Prof Cumming added that high turnover in the NHS was also a problem, saying reforms must do more than “produce more and more staff, and then treat them so badly that they leave”.

He also said staff training should reflect reforms in the NHS and prepare a workforce for the NHS in 2030, not the NHS as it is today.

For instance, training is currently focused around hospital care despite proposals to deliver more care in patient homes and the community, something Prof Cumming said should be “turned on its head”.

He also urged trusts to be more receptive to ideas from other places, saying there was a mentality in the NHS of ‘we want to recreate our own’. “We have got to change that culture,” he added.

Prof Cumming also said that workforce reforms needed to be implemented within 15 months, not 15 years.

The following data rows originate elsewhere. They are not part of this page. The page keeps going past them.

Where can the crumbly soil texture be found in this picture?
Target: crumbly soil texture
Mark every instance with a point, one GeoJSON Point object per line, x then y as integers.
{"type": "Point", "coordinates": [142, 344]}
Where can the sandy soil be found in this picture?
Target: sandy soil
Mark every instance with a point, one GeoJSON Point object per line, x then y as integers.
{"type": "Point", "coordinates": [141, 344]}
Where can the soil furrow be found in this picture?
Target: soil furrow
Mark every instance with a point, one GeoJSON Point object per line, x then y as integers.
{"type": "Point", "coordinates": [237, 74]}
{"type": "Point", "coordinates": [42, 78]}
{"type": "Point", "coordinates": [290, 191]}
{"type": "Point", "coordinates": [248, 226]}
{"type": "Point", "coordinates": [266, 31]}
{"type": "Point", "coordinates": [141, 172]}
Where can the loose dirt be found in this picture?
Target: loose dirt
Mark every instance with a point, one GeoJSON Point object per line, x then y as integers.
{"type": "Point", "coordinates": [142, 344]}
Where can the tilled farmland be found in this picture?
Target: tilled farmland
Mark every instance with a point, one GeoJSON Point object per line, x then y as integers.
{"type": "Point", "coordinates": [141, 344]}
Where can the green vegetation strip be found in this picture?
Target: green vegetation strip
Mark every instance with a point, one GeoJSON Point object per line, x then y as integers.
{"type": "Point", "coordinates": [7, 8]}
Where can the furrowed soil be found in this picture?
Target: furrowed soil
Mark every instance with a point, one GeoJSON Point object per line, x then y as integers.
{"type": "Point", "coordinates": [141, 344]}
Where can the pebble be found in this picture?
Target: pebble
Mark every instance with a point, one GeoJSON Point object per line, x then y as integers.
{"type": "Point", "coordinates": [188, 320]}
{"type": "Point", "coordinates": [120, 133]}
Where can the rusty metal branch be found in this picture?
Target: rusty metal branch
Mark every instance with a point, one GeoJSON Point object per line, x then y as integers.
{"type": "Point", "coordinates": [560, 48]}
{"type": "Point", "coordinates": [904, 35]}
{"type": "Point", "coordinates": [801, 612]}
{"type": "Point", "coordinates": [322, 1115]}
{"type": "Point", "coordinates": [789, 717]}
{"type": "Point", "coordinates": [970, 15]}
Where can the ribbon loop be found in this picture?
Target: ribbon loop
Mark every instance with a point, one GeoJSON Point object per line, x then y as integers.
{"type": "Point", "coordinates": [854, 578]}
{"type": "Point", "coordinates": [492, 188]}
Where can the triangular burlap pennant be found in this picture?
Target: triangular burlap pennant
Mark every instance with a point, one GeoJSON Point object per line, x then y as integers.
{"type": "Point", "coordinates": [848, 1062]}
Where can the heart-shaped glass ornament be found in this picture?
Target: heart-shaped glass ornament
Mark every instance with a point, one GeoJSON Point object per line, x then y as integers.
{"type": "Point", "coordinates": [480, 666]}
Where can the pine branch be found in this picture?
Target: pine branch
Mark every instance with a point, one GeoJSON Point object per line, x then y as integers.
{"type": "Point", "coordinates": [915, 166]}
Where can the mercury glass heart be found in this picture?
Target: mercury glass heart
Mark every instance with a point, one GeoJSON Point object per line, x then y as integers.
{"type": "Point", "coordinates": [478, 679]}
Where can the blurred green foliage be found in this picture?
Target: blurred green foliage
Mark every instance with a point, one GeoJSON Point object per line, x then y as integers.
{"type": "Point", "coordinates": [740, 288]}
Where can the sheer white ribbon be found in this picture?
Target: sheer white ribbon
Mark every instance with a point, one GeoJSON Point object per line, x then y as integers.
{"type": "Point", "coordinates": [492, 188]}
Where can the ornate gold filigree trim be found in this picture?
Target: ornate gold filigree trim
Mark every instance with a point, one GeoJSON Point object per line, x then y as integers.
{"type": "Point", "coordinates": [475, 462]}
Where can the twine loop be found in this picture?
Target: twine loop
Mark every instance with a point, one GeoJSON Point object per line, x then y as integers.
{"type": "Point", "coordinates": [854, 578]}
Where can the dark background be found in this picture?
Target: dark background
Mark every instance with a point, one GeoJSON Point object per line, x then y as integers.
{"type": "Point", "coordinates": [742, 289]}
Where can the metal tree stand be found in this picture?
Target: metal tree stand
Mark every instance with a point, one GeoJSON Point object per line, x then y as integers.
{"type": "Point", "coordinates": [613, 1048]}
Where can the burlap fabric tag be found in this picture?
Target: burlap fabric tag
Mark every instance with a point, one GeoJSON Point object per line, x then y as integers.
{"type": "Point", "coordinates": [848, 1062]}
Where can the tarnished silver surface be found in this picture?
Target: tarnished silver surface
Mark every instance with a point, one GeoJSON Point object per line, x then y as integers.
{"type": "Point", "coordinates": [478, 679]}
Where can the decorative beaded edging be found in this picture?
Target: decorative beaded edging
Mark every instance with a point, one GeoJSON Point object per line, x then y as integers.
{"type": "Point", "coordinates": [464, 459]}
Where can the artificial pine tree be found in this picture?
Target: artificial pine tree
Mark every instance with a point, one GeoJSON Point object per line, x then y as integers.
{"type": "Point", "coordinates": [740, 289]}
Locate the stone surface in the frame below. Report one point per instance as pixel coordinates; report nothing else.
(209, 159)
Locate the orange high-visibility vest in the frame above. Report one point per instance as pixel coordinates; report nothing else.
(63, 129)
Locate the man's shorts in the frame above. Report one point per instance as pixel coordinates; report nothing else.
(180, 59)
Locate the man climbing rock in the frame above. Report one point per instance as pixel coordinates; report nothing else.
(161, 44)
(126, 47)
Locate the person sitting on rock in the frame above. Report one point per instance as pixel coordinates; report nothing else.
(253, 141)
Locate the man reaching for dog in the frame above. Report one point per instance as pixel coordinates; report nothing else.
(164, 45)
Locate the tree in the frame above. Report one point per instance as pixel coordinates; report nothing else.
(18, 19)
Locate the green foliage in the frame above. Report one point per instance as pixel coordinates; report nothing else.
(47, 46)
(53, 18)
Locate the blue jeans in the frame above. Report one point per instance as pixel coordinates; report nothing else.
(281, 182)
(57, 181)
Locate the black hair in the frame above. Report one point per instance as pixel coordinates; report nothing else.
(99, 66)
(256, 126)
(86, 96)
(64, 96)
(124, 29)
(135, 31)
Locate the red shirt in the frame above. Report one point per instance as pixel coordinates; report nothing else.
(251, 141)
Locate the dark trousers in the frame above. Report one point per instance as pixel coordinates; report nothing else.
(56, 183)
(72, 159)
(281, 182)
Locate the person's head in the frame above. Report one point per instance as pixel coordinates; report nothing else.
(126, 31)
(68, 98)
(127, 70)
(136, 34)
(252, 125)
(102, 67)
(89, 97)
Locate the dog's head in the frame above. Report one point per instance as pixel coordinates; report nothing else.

Kate Dale, mental and physical health project leader at Bradford District Care FT, talked about a project she had led to treat the high comorbidity between mental and physical health conditions by training mental health nurses to recognise signs of physical deterioration in their patients.

However, Dr Andy McElligott, medical director at Bradford District Care FT, said that although he supported the workforce reforms, they should be implemented with care.

“Twenty-first century healthcare is not going to easily lend itself to twentieth century roles,” he said. “Let’s do it properly, let’s do it at the right pace and let’s do it for the right reasons.”

Dr McElligot noted that health leaders must clarify the new roles, implement them in the most cost-effective way, and that staff should show humility in accepting what they could and couldn’t do.

“The biggest danger is posed by the over-confident practitioner,” he said.